Merge Nodes

We can merge a list of nodes onto the first one in the list. All relationships are merged onto that node too. We can specify the merge behavior for properties globally and/or individually.

MATCH (p:Person)
WITH p ORDER BY p.created DESC // newest one first
WITH p.email AS email, collect(p) as nodes
CALL apoc.refactor.mergeNodes(nodes, {properties: {
    name:'discard',
    age:'overwrite',
    kids:'combine',
    `addr.*`: 'overwrite',
    `.*`: 'discard'
}})
YIELD node
RETURN node

Below are the config options for this procedure: These config option also works for apoc.refactor.mergeRelationships([rels],{config}).

type operations

discard

the property from the first node will remain if already set, otherwise the first property in list will be written

overwrite / override

last property in list wins

combine

if there is only one property in list, it will be set / kept as single property otherwise create an array, tries to coerce values

In addition, mergeNodes supports the following config properties:

type operations

mergeRels

true/false: give the possibility to merge relationships with same type and direction.

produceSelfRel

true/false: if true (default), any eventual new self-relationship that would be created from the nodes merged into target node are inserted, otherwise not. Please note that this param is independent from mergeRels config and doesn’t affect on pre-existing self-relationships (in this case it is used the preserveExistingSelfRels config).

preserveExistingSelfRels

true/false: is valid only with mergeRels:true. If true (default), the pre-existing self-relationships in the final node will remain, otherwise will be deleted.

singleElementAsArray

false/true: if is false (default) and type is combine in case the merge of two arrays is a new array with size 1 it extracts the single value.

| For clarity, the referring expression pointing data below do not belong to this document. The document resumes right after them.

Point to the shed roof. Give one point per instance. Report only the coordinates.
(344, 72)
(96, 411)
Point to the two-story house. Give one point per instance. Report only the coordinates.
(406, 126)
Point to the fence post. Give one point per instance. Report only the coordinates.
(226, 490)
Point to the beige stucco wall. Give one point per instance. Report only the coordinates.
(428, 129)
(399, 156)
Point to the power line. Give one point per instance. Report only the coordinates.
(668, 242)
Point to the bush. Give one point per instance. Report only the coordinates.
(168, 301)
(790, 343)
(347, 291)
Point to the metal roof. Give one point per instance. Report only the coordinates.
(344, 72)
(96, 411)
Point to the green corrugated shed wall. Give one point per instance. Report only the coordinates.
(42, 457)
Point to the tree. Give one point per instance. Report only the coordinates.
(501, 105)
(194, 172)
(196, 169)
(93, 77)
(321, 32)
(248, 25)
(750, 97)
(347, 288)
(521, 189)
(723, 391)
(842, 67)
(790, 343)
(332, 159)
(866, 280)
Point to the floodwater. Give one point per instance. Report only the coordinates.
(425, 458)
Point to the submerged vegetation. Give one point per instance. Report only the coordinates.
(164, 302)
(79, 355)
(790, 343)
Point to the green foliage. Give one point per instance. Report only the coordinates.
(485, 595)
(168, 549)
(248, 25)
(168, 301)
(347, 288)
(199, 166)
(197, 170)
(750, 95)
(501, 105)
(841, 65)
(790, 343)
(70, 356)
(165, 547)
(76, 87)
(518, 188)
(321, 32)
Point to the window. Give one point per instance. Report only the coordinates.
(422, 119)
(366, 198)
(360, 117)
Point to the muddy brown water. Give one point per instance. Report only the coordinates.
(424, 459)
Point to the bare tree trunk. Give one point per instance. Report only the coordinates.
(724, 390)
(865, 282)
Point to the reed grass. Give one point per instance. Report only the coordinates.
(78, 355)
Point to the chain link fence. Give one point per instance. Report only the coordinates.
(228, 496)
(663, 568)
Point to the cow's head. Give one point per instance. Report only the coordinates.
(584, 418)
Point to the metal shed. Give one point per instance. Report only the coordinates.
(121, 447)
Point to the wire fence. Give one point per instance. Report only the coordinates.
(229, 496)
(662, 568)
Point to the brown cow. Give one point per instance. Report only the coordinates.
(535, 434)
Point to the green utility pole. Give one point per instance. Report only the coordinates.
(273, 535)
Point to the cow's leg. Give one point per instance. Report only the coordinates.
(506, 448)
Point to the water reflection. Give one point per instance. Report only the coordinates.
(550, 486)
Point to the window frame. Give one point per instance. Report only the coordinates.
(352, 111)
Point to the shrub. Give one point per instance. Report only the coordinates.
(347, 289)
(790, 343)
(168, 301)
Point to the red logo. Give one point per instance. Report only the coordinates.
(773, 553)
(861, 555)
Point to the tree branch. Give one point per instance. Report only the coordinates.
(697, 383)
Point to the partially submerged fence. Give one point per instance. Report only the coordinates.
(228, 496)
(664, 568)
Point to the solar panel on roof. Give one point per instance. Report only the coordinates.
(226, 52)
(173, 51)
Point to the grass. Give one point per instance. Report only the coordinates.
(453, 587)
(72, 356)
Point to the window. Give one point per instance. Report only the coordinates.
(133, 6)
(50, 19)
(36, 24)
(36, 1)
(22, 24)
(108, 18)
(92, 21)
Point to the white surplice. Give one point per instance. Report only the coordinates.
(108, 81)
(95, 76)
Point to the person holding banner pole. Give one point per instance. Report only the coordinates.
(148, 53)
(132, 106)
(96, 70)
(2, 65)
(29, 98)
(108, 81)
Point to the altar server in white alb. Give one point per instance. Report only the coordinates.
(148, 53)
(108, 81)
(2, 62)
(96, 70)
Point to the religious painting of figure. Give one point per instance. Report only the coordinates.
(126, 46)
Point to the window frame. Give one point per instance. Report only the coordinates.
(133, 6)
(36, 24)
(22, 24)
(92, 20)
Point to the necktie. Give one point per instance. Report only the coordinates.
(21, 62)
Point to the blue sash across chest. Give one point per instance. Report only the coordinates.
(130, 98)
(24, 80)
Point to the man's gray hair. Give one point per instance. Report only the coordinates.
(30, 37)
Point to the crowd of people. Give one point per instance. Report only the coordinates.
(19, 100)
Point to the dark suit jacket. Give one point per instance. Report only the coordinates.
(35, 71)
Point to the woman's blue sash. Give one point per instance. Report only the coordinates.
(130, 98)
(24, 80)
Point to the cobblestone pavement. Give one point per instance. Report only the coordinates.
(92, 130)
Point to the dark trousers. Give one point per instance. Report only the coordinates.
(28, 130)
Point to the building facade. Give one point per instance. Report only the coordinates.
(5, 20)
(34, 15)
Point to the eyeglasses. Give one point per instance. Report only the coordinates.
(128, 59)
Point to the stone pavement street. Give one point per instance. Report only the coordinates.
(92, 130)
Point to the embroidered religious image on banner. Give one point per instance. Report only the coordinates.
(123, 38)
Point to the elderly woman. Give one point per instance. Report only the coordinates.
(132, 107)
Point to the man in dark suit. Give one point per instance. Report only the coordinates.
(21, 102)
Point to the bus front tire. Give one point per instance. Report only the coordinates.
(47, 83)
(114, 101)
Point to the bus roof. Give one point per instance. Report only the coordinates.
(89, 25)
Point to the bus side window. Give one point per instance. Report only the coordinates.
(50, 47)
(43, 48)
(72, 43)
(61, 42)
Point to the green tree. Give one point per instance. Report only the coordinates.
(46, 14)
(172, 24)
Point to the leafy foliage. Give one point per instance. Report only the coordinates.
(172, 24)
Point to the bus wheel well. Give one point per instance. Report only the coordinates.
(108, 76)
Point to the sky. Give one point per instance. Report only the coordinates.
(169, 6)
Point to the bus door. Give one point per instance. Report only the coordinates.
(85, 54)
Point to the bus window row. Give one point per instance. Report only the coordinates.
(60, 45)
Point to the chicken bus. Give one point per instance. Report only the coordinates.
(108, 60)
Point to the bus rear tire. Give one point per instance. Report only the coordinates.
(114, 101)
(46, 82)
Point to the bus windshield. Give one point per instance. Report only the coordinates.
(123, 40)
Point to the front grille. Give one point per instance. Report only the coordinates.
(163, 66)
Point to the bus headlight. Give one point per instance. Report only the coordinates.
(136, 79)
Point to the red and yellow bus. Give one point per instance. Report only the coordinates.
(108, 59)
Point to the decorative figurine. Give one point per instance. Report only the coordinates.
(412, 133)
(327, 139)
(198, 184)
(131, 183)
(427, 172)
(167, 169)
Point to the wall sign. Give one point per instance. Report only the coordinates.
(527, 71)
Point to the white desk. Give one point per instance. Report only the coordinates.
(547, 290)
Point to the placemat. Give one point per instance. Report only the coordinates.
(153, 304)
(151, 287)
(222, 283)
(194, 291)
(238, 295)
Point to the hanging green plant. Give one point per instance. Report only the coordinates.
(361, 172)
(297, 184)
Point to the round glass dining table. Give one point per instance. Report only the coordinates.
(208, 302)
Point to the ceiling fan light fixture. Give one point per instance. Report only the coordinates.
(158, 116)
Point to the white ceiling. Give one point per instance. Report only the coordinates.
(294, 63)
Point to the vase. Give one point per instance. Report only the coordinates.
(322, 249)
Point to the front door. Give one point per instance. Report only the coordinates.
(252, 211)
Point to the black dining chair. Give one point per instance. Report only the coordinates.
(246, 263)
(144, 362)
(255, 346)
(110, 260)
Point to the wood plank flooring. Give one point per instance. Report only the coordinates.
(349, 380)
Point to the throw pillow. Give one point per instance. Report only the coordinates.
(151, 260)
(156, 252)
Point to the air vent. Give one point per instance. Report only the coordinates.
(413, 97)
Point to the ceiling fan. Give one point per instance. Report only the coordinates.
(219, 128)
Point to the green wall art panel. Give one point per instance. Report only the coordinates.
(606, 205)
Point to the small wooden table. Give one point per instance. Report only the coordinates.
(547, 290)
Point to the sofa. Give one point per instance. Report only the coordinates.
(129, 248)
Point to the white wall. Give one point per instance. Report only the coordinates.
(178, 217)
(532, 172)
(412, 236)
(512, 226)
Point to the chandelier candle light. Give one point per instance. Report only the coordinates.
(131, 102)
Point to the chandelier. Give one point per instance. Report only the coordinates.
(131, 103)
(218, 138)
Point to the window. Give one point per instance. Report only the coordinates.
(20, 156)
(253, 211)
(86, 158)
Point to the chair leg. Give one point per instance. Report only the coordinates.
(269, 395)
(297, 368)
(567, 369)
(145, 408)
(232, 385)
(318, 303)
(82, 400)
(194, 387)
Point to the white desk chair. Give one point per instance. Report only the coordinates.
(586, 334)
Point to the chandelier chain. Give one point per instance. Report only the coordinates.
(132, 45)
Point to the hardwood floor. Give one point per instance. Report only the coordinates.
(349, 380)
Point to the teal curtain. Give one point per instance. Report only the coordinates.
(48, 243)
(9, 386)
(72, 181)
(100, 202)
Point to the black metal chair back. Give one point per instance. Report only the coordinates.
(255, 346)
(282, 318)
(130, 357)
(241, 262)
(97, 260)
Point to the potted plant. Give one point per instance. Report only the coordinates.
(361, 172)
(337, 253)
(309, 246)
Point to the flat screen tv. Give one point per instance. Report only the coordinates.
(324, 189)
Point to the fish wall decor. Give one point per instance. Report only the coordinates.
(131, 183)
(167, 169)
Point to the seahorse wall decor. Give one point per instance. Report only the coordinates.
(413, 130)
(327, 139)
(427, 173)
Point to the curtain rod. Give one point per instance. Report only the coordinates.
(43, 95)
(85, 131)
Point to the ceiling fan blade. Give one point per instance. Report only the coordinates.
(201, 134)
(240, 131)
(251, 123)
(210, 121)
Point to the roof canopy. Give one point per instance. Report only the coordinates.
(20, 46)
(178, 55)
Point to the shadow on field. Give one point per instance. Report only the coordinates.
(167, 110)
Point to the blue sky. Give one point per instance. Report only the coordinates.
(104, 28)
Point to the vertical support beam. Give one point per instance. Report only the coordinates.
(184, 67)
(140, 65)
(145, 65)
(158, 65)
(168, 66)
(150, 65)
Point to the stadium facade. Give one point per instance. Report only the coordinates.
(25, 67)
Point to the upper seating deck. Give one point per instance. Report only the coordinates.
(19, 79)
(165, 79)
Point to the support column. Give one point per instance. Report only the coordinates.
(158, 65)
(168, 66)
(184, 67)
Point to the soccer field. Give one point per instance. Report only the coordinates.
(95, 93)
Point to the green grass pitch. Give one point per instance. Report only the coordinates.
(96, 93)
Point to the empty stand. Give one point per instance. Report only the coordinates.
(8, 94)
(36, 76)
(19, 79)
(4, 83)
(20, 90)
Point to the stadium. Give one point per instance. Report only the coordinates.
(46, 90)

If properties parameter is a map, properties with a name not included in parameter map are overridden.

Relationships properties are managed with the same nodes' method, except when the properties parameter is null, in this case entity properties are combined.

Example Usage

The examples below will help us learn how to use these procedures.

Same start and end nodes

The following creates a graph containings relationships that have the same start and end nodes
CREATE (n1:Person {name:'Tom'}),
(n2:Person {name:'John'}),
(n3:Company {name:'Company1'}),
(n5:Car {brand:'Ferrari'}),
(n6:Animal:Cat {name:'Derby'}),
(n7:City {name:'London'}),

(n1)-[:WORKS_FOR {since:2015}]->(n3),
(n2)-[:WORKS_FOR {since:2018}]->(n3),
(n3)-[:HAS_HQ {since:2004}]->(n7),
(n1)-[:DRIVE {since:2017}]->(n5),
(n2)-[:HAS {since:2013}]->(n6);
return *;
apoc.refactor.mergeNodes.createDataSetFirstExample
The following merges John and Tom into a single node:
MATCH (a1:Person{name:'John'}), (a2:Person {name:'Tom'})
WITH head(collect([a1,a2])) as nodes
CALL apoc.refactor.mergeNodes(nodes,{properties:"combine", mergeRels:true})
YIELD node
RETURN count(*)

If we execute this query, it will result in the following graph:

apoc.refactor.mergeNodes.resultFirstExample

Since we have relationships with same start and end nodes, relationships are merged and properties are combined.

Different start and end nodes

The following creates a graph containings relationships that have different start or end nodes:
Create (n1:Person {name:'Tom'}),
(n2:Person {name:'John'}),
(n3:Company {name:'Company1'}),
(n4:Company {name:'Company2'}),
(n5:Car {brand:'Ferrari'}),
(n6:Animal:Cat {name:'Derby'}),
(n7:City {name:'London'}),
(n8:City {name:'Liverpool'}),
(n1)-[:WORKS_FOR{since:2015}]->(n3),
(n2)-[:WORKS_FOR{since:2018}]->(n4),
(n3)-[:HAS_HQ{since:2004}]->(n7),
(n4)-[:HAS_HQ{since:2007}]->(n8),
(n1)-[:DRIVE{since:2017}]->(n5),
(n2)-[:HAS{since:2013}]->(n6)
return *;
apoc.refactor.mergeNodes.createDataSetSecondExample
The following merges John and Tom into a single node:
MATCH (a1:Person{name:'John'}), (a2:Person {name:'Tom'})
WITH head(collect([a1,a2])) as nodes
CALL apoc.refactor.mergeNodes(nodes,{
    properties:"combine",
    mergeRels:true
})
YIELD node
RETURN count(*)

If we execute this query, it will result in the following graph:

apoc.refactor.mergeNodes.resultSecondExample
apoc.refactor.mergeNodes.resultSecondExampleData

Since we have relationships with different end nodes, all relationships and properties are maintained.